PHOTO
Scomparso il 23 gennaio 2007, negli ultimi 30 anni, oltre che a scrivere poesie, saggi e romanzi, soprattutto in lingua sarda, è impegnato nella sua attività di militante e combattente per il Bilinguismo.
Iniziò la sua battaglia quando su Comitadu pro sa limba (ne facevano parte fra gli altri Giovanni Lilliu, Eliseo Spiga, Antonello Satta, Elisa Spanu Nivola) elaborò la proposta di legge sottoscritta con firme autenticate, da 13,650 elettori sardi. Fu Masala stesso, come Presidente di quel Comitato a presentare la proposta il 17 giugno del 1978 al presidente del Consiglio regionale.
Da allora lo scrittore dei Sardi “Vinti ma non convinti”, sarà sempre più impegnato sul fronte della difesa e della valorizzazione della lingua sarda e dunque della necessità di introdurre nell’Isola il Bilinguismo perfetto, con la parificazione giuridica e pratica del Sardo con l’Italiano, ad iniziare dall’introduzione nelle scuole di ogni ordine e grado della lingua sarda nell’insegnamento e dunque nei curricula scolastici.
Masala è stato un intellettuale dissacratore e impertinente, che sostenuto da una forte e calda tensione, culturale, ideologica e morale, denunciava, criticava, attaccava. Sempre.
La sua concezione politica, culturale ed etica, per così dire la sua visione del mondo è interamente espressa e rappresentata nelle sue opere: nei suoi romanzi come nelle sue poesie e nei suoi saggi.
È dentro Quelli dalle labbra bianche: in quei poveri, affamati, denutriti e anemici, che non portavano le labbra coralline ma bianche appunto, perché hanno sempre mangiato il prodotto di piante frumentacee e poca carne e pesce, destinati ai piatti dei ricchi.
Dentro quei nove sardi caduti nella steppa russa: in guerra. Sardi – scrive Masala – cattivi banditi in tempo di pace, ma eroi buoni in tempo di guerra: in guerre nelle patrie trincee, in pace nelle patrie galere.
È nei saggi di Riso sardonico, in cui afferma apoditticamente che “La storia di necessità è storia dei vincitori, i vinti non hanno storia…gli storici insomma scrivono la storia con la complicità degli archivi (sos papiros) lasciati dai vincitori: i vinti non possono lasciare mai nulla negli archivi”.
E’ in S’Istoria (Condaghe in limba sarda, come sottotitolo) nel quale Masala riprende e amplia nel tempo la vicenda di un paese simbolo della Sardegna, Biddafraigada. E’ in Sa limba est s’istoria de su mundu, storia di un villaggio malefadadu di contadini e pastori.

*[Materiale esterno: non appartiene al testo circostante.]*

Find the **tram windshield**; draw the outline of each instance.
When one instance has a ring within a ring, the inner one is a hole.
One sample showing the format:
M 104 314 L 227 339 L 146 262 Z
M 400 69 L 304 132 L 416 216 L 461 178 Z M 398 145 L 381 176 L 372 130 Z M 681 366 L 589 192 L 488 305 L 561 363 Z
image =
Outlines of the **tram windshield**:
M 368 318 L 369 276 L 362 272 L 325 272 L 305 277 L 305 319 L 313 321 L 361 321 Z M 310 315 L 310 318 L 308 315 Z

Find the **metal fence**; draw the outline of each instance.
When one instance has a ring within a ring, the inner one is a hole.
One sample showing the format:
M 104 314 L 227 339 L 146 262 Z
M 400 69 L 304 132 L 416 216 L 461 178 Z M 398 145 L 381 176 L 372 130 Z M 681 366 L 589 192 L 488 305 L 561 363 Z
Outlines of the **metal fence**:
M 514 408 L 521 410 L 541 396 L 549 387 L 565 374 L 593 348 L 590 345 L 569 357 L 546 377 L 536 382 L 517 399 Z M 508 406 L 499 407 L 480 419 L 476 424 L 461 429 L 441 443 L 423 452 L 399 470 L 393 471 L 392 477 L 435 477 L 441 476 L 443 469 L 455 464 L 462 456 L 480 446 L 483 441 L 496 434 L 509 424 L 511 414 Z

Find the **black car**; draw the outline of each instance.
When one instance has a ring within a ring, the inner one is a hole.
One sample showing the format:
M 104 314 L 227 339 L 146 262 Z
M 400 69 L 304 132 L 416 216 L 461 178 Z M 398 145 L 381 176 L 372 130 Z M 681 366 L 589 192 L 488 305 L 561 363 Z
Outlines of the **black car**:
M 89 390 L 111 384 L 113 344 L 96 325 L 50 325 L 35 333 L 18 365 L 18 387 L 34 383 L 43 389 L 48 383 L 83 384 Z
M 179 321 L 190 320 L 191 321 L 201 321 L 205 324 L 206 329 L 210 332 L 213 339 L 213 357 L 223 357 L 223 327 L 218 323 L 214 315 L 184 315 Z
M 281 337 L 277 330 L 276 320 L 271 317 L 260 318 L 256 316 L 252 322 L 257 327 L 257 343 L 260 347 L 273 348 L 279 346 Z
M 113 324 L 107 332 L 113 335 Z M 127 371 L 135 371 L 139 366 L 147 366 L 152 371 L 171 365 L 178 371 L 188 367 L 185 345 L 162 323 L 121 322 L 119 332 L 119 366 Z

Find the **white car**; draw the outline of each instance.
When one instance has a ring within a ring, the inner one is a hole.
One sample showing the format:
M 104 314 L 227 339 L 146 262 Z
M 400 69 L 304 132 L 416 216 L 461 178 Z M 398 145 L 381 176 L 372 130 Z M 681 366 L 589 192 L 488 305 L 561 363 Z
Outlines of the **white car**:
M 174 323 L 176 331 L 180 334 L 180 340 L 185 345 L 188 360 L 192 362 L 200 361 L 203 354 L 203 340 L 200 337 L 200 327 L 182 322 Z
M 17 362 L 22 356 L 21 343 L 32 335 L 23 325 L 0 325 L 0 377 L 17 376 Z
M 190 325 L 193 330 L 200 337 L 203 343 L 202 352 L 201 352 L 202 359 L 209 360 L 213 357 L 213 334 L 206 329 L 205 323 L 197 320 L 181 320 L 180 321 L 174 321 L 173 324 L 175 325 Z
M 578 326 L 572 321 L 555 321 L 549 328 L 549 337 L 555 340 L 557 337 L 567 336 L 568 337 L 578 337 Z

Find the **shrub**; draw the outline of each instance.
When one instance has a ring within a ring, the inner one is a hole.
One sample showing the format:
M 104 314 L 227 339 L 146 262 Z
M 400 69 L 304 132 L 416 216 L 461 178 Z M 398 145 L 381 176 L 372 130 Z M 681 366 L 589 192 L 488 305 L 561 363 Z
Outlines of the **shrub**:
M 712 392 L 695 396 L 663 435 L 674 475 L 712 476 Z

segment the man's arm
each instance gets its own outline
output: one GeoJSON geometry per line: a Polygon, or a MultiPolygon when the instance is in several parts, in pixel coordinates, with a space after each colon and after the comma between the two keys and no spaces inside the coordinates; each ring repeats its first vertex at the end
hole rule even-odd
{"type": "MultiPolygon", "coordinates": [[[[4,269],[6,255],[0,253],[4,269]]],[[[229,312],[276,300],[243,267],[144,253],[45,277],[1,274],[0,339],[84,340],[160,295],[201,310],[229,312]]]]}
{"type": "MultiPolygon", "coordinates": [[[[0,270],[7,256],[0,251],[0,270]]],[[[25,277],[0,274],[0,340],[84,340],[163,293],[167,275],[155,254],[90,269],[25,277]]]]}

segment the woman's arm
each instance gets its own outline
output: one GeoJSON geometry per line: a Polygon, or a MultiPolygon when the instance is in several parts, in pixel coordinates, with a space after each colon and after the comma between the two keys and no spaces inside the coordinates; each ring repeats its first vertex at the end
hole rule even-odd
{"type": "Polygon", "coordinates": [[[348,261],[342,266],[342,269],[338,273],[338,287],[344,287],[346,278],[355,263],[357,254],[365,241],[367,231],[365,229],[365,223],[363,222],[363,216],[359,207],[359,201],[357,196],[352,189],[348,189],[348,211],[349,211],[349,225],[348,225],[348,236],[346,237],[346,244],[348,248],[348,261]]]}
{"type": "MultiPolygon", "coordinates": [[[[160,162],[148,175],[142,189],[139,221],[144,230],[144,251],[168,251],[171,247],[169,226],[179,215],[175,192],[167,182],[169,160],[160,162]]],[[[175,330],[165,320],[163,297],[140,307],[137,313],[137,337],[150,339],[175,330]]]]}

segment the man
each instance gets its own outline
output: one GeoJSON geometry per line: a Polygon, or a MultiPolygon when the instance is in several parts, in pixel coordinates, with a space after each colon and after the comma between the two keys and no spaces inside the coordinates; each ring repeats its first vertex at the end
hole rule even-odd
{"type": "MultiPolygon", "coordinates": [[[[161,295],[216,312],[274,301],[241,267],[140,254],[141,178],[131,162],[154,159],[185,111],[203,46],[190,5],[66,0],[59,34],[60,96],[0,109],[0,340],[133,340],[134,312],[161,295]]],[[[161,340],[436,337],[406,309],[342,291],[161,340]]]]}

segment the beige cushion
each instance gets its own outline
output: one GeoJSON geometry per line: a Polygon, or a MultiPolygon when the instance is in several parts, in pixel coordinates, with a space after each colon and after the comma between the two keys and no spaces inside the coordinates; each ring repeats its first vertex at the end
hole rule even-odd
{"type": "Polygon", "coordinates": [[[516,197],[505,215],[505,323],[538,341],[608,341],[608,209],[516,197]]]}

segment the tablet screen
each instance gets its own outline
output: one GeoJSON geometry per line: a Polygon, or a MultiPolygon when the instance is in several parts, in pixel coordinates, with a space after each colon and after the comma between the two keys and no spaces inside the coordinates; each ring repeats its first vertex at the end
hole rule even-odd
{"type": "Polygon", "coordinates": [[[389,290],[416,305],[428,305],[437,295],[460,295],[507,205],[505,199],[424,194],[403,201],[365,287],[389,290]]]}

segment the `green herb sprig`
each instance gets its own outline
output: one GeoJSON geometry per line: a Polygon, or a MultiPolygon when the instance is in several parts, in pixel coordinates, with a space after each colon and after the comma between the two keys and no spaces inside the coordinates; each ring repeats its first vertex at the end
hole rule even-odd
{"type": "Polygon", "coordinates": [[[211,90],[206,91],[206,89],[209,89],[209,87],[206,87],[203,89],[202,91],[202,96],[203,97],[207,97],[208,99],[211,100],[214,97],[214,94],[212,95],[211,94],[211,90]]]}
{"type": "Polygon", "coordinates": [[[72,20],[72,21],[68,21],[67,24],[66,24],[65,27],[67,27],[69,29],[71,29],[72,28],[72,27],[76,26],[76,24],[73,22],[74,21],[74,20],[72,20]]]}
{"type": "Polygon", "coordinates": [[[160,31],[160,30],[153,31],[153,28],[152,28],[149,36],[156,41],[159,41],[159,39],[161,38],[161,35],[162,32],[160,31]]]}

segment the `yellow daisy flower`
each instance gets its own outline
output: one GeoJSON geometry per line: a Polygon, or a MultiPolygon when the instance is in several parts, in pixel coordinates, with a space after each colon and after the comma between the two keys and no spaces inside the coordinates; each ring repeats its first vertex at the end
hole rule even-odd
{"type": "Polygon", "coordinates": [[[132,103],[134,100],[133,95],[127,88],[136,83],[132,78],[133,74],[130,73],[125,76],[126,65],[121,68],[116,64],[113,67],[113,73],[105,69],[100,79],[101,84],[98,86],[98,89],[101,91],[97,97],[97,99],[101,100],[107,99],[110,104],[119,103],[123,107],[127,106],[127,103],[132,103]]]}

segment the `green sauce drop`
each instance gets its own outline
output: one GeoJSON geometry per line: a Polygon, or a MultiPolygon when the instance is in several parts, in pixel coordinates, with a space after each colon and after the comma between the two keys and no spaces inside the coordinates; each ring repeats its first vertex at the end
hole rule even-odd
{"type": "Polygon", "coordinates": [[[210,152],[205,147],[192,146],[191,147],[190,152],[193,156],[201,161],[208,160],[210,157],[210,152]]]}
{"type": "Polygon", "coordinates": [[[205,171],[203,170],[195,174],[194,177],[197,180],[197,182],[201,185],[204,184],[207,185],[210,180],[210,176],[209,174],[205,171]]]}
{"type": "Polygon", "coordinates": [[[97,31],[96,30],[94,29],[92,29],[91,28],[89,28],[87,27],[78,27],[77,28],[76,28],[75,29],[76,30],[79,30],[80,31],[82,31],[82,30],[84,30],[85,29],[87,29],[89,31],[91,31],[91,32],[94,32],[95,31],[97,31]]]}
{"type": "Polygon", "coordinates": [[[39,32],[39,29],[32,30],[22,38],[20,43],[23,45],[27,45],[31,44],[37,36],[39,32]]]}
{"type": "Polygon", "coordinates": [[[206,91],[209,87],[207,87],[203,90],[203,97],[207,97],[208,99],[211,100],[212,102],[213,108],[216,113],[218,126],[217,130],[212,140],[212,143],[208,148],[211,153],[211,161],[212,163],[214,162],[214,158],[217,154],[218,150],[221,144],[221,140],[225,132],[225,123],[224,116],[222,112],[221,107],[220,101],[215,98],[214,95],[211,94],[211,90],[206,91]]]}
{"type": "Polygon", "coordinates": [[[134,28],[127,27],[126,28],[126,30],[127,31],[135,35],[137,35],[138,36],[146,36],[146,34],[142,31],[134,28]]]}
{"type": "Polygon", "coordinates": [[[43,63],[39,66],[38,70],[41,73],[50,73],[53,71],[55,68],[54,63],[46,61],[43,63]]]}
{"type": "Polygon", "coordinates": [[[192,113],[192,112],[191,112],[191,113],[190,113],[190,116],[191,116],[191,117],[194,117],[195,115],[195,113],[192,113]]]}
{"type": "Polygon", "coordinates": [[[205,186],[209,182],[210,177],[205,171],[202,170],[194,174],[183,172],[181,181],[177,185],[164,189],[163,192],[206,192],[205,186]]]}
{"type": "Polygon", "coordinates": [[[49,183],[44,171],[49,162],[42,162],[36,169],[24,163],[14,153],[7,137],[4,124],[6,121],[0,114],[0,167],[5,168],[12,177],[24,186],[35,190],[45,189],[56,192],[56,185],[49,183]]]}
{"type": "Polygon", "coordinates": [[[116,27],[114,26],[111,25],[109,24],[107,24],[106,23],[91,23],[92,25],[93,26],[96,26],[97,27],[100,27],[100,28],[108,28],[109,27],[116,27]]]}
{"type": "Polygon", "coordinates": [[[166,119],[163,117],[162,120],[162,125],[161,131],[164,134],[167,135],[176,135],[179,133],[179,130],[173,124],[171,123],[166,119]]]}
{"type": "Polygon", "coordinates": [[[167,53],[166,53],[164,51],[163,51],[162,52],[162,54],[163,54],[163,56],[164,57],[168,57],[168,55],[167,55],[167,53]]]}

E’ nelle sue poesie: in Littera de sa muzere de s’emigradu, in cui la moglie dell’emigrato rivolgendosi al marito: Prenda mia istimàda,/cando torras,/si mai has a torrare,/no mi pèdas ue est s'aneddu 'e oro:est diventadu pane a fizu tou, gli annuncia.
E’ in s’Innu nou contra a sos feudatarios il cui incipt fulminante è : Trabagliade, trabagliade/poveros de sas biddas/pro mantenner in zitade/tantos caddos de istalla/issos regollin su ranu/e a bois lassan sa palla.
E’ soprattutto nel romanzo Il dio petrolio, ambientato a Sarroch, città simbolo dell’industria petrolchimica (de s’ozu de pedra), che secondo Masala avvelenerà e devasterà alcuni fra gli angoli più suggestivi della Sardegna, sconvolgendo anche a livello antropologico le popolazioni.
Da questo romanzo viene fuori la sua “visione” complessiva della storia e dello sviluppo della Sardegna. Ed anche il Masala “poeta sociale”.
Masala afferma che il suo affascinante e avvincente romanzo è una storia d’amore, il diario di un parroco. Certo è questo. Ma anche altro.
C’è infatti Don Adamo, che diventa dopo il suo trasferimento da Arasolè a Sarroch, inquinato, sradicato, alienato, espropriato di sé stesso, disgregato in mezzo agli altri e a loro estraneo. Solo e solitario. Con le sue turbe sessuali, i soliloqui assurdi, gli onanismi cerebrali.
Ma la sua storia non è solo storia personale: si allarga a metafora di una condizione storica generale, la condizione storica dei Sardi, inquinati e sconvolti etnicamente, eticamente e religiosamente dallo scasso antropologico provocato dalla industrializzazione monoculturale esterna, selvaggia ed ostile.